Outlier detection — Isolation Forest
Mix.install([
{:mobius_smarts, path: Path.expand("..", __DIR__)},
{:kino, "~> 0.14"},
{:kino_vega_lite, "~> 0.1"}
])
The question
Every other detector in this stack answers a question you could almost write a rule for: did it jump?, is it drifting?, did the shape change? This one answers the uncomfortable one: is this window weird in some way nobody wrote a rule for?
And “weird” here is not weird for this device — it’s weird against what the whole fleet’s data says normal looks like. A device that has only ever seen its own quiet corner of behaviour can still be told “the combination of numbers you just produced is one almost no healthy device in the fleet produces.”
The division of labour matters, so let’s be blunt about it up front:
-
MobiusSmarts.Detect.Outlieris inference only. It loads a trained forest and scores vectors. It does not train. -
Training happens fleet-side, off the device — for example a
sklearn.ensemble.IsolationForestfitted over per-device feature vectors pulled from your warehouse. The fitted forest is exported to a small JSON shape and shipped down to each device.
In this notebook we will train a tiny forest in plain Elixir, purely
so we have something concrete to play with. That trainer is not part of
the library and is not meant for production — but the forest it
produces takes the exact same JSON path a real fleet model takes:
export to JSON, ship, load!, score.
alias VegaLite, as: Vl
alias MobiusSmarts.Detect.Outlier
alias MobiusSmarts.Detect.Novelty
Few and different, seen on a chart
The whole idea rests on one observation: outliers are few and different. Because they are few and sit apart from the crowd, a random cut through the data — pick an axis, pick a place on it, slice — tends to corner an outlier almost immediately. It ends up alone in its own little region after only a cut or two. A normal point buried in the dense crowd survives many cuts before it finally sits alone.

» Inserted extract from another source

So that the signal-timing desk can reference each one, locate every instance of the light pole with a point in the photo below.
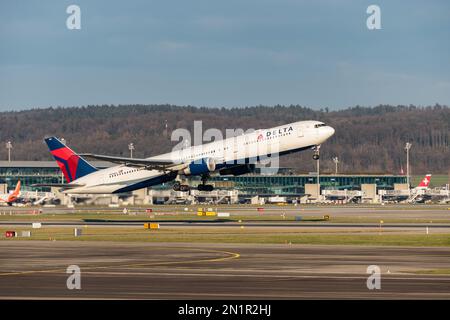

Let’s make a 2D dataset to look at: a dense blob of normal
(cpu, latency) points plus three obvious outliers off on their own.
:rand.seed(:exsss, {1, 2, 3})
normal_pts =
for _ <- 1..200 do
[40.0 + :rand.normal() * 6.0, 100.0 + :rand.normal() * 12.0]
end
outlier_pts = [[85.0, 95.0], [38.0, 200.0], [80.0, 190.0]]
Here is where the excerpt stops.